Title of Book : A Dark Night’s Work
Author : Elizabeth Gaskell
Publisher : eshelfbooks

A DARK NIGHT'S WORK, a short fiction novel, was written by Elizabeth Gaskell in 1863.

A Dark Night’s Work is my book selection for November keyword reading challenge. As you can read from the very brief description of the book, which I get from goodreads, this book is a short novel. I did a little research about this book and I found out that A Dark Night’s Work was first published in Charles Dickens’s magazine titled All the Year Round.  

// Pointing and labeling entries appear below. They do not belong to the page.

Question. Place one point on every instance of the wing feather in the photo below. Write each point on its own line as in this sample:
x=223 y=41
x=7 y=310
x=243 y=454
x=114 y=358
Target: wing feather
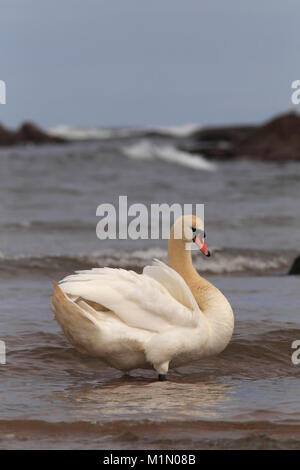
x=155 y=300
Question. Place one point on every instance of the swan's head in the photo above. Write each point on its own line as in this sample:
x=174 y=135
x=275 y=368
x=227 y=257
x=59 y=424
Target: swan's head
x=190 y=229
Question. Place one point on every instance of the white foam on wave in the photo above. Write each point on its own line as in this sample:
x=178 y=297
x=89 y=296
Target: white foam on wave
x=86 y=133
x=92 y=133
x=146 y=150
x=183 y=130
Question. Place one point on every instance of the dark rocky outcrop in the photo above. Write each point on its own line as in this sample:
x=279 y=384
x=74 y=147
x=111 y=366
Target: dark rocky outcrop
x=27 y=133
x=278 y=139
x=295 y=268
x=275 y=140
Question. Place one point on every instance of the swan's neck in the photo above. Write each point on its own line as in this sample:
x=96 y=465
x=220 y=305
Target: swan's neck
x=210 y=300
x=180 y=260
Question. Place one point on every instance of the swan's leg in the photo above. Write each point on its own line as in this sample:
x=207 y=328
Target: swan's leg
x=162 y=370
x=162 y=377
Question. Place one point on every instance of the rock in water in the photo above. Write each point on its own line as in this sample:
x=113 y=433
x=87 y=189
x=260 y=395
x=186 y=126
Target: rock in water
x=295 y=269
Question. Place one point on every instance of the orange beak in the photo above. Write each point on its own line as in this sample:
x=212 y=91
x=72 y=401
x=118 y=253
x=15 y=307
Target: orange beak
x=202 y=245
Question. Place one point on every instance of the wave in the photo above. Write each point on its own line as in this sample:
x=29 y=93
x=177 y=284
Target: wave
x=148 y=434
x=222 y=261
x=88 y=133
x=146 y=150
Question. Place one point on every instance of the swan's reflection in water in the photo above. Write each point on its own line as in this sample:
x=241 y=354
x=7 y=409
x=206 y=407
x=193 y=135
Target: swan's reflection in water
x=152 y=400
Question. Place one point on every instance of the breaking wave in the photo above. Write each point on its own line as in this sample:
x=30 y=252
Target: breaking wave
x=146 y=150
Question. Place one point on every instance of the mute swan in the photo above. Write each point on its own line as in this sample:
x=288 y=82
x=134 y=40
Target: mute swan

A Dark Night’s Work basically tells a story about Edward Wilkins, a lawyer who lives in a county. His wife died and left him with a daughter named Ellinor. He’s an heir of a successful lawyer and trained to be a lawyer. Apparently, Edward has an interest in art and leads an expensive lifestyle. He develops a drinking problem and spends more money than he can afford. As a result, he’s faced with several problems which ends in a ‘dark night’s work’.
This book is very gothic and has dark tone in it. We’ll see materialistic people with ambition and irresponsible adult which make us learn that every action has consequences. Even though for Ellinor, the consequences come in much harder way.  Ellinor is a sweet and smart girl. She has a strong bond with her father because she lost her mother and sister at a young age. Her bond with her father makes her blind to her father faults. She has to face the consequences of her father’s actions, which in my opinion are too harsh.
In the last half part of the book, the story focuses on Ellinor. We’ll see how Ellinor’s life goes on after the tragedy. The thing that interests me most from this book is the connection between Ellinor and her father, and Ellinor with the family servant, Dixon. The only person who knows about the incident other than Ellinor and Edward is Dixon. In the end, Ellinor has to choose between her father and Dixon.
I got a free copy of this book in my eReader. If you want to read this book, you can get a copy of it from Project Gutenberg for free.